EMA Is Not All You Need: Mapping the Boundary Between Structure and Content in Recurrent Context
This work clarifies fundamental boundaries in recurrent models for researchers, identifying irreversible information loss in fixed-coefficient methods as a key bottleneck.
The paper investigates the limitations of exponential moving average (EMA) traces in sequence modeling, showing they achieve 96% of a supervised BiGRU's performance on grammatical role assignment without labels but cause an 8x increase in perplexity to 260 on C4 compared to GPT-2 in language modeling, highlighting their inability to preserve token identity.
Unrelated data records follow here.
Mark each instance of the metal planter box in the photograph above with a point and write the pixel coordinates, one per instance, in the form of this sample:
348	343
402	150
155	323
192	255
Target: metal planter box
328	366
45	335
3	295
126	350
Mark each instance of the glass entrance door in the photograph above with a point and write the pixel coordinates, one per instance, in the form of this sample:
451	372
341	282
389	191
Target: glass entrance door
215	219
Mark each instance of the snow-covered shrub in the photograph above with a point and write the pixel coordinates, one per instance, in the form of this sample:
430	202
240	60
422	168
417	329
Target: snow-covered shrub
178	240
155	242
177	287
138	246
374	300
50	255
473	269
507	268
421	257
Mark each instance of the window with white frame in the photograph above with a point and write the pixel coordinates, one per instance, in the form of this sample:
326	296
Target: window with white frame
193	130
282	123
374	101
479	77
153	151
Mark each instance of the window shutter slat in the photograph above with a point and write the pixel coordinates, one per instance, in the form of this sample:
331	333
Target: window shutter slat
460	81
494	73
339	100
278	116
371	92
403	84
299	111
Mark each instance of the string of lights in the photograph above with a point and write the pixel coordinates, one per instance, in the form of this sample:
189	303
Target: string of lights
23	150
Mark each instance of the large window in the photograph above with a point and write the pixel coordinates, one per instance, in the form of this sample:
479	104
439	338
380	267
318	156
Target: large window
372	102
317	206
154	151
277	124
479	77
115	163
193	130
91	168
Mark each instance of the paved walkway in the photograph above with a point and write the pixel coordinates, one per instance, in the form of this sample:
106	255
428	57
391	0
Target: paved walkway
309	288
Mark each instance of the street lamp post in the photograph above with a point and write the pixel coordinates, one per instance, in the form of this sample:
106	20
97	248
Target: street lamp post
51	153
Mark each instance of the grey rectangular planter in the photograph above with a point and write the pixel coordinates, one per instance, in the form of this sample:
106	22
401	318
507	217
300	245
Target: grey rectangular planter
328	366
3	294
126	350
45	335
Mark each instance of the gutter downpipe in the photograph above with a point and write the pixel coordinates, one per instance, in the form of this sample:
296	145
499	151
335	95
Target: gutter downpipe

What exactly do efficient sequence models gain over simple temporal averaging? We use exponential moving average (EMA) traces, the simplest recurrent context (no gating, no content-based retrieval), as a controlled probe to map the boundary between what fixed-coefficient accumulation can and cannot represent. EMA traces encode temporal structure: a Hebbian architecture with multi-timescale traces achieves 96% of a supervised BiGRU on grammatical role assignment with zero labels, surpassing the supervised model on structure-dependent roles. EMA traces destroy token identity: a 130M-parameter language model using only EMA context reaches C4 perplexity 260 (8x GPT-2), and a predictor ablation (replacing the linear predictor with full softmax attention) yields identical loss, localizing the entire gap to the traces. The traces apply lossy, data-independent compression; by the data processing inequality, no downstream predictor can recover the discarded information. Fixed-coefficient accumulation, whether across time or depth, suffers irreversible information dilution that only learned, input-dependent selection can resolve.